Buen regreso, pero sin gloria
El nuevo film de Francis Ford Coppola no carece de virtudes visuales y narrativas, pero está lejos de las mejores obras del autor de El padrino.
Sería malo para la salud del cine saludar este film de Francis Ford Coppola como una obra maestra de un maestro indiscutible. No lo es; tampoco Coppola es un maestro indiscutible aunque esa segunda afirmación, afortunadamente, es discutible. Después de todo, pasó más de una década desde que el autor de El padrino y Apocalypse Now realizara El poder de la justicia, un film enorme y humilde al mismo tiempo que la crítica no supo –o no quiso, siempre en busca del último autor perdido– ver. Las debilidades de Juventud sin juventud darán pasto, seguramente, a quienes prefieren que no haya maestros. Es lo de menos: las virtudes de Juventud sin juventud son suficientes para colocar el film a un lado (a un lado mejor) de lo que solemos ver cada semana en la cartelera de estrenos.
La historia procede de una nouvelle de Mircea Eliade, el gran investigador rumano de las religiones. Fantasía autobiográfica, gira alrededor de un viejo lingüista que, a punto de suicidarse, es golpeado por un rayo que lo rejuvenece sin quitarle su experiencia ni sus conocimientos.
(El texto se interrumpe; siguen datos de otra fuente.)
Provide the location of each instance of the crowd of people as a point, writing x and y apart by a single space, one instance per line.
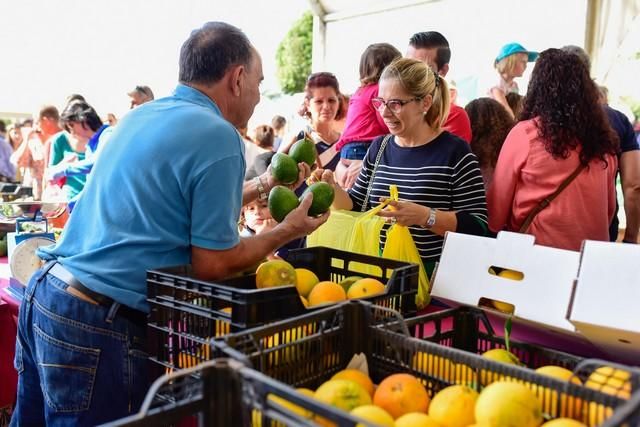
54 153
170 181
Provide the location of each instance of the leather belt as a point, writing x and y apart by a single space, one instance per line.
133 315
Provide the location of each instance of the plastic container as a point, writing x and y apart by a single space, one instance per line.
224 392
309 350
469 329
186 313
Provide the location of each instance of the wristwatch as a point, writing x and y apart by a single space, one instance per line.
431 221
262 194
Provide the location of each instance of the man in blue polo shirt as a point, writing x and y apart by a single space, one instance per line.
166 190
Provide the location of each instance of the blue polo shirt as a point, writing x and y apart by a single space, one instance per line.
170 177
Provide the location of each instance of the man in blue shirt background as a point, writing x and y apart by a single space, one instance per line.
166 190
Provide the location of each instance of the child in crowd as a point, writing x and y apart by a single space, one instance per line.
490 125
363 123
510 63
255 218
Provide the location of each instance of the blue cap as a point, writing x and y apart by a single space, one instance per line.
513 48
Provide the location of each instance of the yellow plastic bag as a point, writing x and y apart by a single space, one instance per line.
400 246
336 232
357 232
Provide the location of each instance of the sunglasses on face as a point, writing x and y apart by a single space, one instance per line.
394 105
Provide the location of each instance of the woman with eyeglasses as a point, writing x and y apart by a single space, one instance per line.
438 178
322 107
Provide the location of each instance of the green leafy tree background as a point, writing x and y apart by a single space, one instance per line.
293 57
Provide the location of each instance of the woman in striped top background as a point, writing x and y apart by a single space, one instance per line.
438 178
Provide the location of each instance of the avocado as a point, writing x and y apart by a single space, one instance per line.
282 201
284 169
304 150
323 195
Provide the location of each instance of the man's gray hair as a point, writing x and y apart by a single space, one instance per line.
210 50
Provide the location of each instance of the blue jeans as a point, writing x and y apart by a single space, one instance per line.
354 150
78 363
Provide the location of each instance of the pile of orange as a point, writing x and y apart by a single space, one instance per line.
312 291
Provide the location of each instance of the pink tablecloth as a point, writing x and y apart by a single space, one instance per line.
8 375
8 329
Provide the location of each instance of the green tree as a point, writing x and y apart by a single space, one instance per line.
293 56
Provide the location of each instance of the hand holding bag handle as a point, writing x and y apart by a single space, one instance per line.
547 200
383 144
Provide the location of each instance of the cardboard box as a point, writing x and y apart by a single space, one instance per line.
541 298
605 304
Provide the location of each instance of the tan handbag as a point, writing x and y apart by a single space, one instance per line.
547 200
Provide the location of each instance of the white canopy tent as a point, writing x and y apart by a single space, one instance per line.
475 30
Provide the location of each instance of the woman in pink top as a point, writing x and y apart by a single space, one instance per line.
363 123
562 128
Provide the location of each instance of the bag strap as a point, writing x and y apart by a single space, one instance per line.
547 200
373 172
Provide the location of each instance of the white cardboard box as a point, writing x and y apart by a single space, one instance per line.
606 301
541 297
Perseguido por los nazis, huye a Suiza, donde encuentra a una joven que recuerda su amor de juventud. Ella también es golpeada por un rayo y comienza a envejecer. Hay muchos elementos que cruzan el film: la política, el amor, el origen de las lenguas, lo espiritual y el contraste entre lo mundano y lo trascendente.
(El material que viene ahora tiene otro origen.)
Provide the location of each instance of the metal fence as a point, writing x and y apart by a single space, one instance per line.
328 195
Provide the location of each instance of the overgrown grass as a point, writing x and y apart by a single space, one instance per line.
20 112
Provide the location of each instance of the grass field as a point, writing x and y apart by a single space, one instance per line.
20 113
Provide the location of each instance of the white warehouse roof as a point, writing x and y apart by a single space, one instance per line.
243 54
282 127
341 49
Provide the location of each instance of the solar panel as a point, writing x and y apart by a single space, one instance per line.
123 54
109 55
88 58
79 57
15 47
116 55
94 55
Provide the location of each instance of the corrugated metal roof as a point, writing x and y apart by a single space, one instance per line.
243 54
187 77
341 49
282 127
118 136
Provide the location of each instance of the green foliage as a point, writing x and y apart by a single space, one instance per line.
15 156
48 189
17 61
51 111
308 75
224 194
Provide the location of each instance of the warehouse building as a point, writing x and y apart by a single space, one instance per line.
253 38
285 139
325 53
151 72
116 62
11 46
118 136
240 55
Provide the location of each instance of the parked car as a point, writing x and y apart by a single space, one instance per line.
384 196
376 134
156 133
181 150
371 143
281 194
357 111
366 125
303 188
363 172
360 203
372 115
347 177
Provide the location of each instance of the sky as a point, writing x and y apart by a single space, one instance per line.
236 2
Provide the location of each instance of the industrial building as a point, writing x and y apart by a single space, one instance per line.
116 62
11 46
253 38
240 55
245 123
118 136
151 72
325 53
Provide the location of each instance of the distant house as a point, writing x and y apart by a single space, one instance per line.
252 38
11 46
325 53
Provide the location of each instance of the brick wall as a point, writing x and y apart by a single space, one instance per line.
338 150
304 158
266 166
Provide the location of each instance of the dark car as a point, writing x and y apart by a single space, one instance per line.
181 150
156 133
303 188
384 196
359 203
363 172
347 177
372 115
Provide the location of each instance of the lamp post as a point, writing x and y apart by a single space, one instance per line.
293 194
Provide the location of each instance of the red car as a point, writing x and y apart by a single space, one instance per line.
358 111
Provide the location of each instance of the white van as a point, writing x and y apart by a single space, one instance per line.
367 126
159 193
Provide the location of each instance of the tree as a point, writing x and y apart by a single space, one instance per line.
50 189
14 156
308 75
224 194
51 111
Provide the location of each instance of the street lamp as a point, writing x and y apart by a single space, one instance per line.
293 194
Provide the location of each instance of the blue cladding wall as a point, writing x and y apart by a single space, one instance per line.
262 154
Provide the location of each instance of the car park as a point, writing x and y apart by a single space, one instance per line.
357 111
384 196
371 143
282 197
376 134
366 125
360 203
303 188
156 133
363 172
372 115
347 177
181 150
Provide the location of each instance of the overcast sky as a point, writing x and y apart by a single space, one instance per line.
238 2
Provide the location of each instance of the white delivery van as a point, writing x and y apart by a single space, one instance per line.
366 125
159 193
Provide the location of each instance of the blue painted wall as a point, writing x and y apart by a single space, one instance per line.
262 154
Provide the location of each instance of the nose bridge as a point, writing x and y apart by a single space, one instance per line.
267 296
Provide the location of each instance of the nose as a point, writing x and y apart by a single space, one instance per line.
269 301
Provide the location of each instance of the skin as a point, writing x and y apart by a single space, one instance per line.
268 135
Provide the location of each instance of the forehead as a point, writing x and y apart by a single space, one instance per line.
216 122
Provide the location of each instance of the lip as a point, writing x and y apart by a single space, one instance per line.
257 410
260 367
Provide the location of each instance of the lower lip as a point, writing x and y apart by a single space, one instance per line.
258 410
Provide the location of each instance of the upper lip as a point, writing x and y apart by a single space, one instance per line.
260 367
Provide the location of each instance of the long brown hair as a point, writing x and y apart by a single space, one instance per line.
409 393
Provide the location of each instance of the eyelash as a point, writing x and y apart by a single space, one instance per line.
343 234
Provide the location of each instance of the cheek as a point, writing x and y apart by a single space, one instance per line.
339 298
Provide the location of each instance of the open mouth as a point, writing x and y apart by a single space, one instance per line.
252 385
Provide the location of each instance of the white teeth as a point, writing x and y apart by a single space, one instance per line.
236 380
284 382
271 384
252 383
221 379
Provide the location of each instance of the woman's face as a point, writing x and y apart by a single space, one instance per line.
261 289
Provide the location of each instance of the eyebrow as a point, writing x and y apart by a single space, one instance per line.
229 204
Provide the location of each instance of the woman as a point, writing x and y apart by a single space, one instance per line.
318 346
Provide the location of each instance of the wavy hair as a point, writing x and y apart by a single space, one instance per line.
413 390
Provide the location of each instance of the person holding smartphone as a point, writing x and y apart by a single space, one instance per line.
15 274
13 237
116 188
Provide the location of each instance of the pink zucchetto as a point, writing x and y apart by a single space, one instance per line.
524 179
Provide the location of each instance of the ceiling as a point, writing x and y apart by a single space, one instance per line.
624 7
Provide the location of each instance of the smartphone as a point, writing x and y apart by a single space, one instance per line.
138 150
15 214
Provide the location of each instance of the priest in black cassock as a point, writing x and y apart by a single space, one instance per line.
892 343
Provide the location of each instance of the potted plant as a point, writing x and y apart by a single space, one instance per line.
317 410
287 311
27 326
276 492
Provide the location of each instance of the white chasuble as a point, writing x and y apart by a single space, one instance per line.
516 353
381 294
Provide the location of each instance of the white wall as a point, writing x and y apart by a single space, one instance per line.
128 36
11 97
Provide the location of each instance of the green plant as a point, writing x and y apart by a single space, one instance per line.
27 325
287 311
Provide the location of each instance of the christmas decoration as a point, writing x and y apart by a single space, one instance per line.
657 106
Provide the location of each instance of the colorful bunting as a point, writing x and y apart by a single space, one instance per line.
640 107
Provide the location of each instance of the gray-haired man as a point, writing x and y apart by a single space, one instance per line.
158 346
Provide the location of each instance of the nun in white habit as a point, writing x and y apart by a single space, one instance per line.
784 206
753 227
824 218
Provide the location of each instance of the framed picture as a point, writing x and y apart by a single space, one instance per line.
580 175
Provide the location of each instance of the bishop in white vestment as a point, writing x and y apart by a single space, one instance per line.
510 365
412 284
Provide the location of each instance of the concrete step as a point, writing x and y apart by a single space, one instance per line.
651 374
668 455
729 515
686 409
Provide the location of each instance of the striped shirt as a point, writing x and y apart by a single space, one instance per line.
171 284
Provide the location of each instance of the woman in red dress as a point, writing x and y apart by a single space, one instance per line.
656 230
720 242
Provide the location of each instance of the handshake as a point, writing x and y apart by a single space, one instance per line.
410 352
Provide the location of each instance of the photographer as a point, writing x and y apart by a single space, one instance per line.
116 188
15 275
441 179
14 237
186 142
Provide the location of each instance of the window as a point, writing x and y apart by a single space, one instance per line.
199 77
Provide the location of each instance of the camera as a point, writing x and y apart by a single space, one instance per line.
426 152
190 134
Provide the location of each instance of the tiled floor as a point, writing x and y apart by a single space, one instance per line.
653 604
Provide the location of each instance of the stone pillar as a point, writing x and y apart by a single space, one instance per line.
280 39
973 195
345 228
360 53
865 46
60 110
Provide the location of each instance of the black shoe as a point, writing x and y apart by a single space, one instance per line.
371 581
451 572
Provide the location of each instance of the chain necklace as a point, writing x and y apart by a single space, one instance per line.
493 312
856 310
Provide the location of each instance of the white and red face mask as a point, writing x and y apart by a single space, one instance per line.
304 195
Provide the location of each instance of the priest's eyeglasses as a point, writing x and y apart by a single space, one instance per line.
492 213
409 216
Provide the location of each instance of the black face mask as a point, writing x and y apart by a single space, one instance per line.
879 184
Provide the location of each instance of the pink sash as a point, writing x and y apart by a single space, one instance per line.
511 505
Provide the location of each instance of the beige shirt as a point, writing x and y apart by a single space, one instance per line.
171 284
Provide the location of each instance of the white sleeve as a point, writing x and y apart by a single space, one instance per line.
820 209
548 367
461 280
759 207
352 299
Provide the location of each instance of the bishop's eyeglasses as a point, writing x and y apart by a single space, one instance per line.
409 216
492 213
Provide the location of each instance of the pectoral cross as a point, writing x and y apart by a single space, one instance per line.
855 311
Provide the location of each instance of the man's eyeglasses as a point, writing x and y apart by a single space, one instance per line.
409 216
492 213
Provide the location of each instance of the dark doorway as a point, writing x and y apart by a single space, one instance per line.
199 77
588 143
Sin embargo, el gran tema del film es el tiempo y qué relación establecemos con él. “Tiempo” en toda acepción: edad, transcurrir objetivo, época. En ese sentido es un film de Coppola, dado que la relación del hombre con el tiempo es central en su cine (ver La ley de la calle, Peggy Sue su pasado la espera y Jack, todas películas que refieren a ésta). Esa relación es la que nos interesa en un film cuya belleza visual, por lo demás, es funcional a la necesidad de atraer al espectador a zonas más arduas, a pensar el sentido de lo fantástico como vehículo de conocimiento.
Pero Coppola aquí comete un gran error, uno que hace de esta película un bellísimo fracaso. Como Martin Scorsese con La última tentación de Cristo, Coppola ve este film como la ilustración casi escolar de sus obsesiones. Algo así como el manual de instrucciones para el manejo del universo coppoliano. Y es allí donde la literalidad conspira contra la solidez del film. Como un mago que muestra sus trucos, como un catálogo de invenciones pasadas, Juventud... es demasiado sencilla en su filosofía y demasiado ardua en su exposición, un desequilibrio que sólo el enorme talento narrativo del realizador puede salvar para que, aún así, el film se mantenga interesante y sano. Podríamos pensar que Coppola, aquí, expone su mundo anterior para intentar un regreso a la juventud y a construir –como el héroe de Tucker al final de esa obra maestra, pensando en dejar los autos por heladeras económicas– nuevas maravillas. Juventud..., con todo y sus fallas, es un bello preludio, aunque el film dice, claramente, que no se puede volver en el tiempo.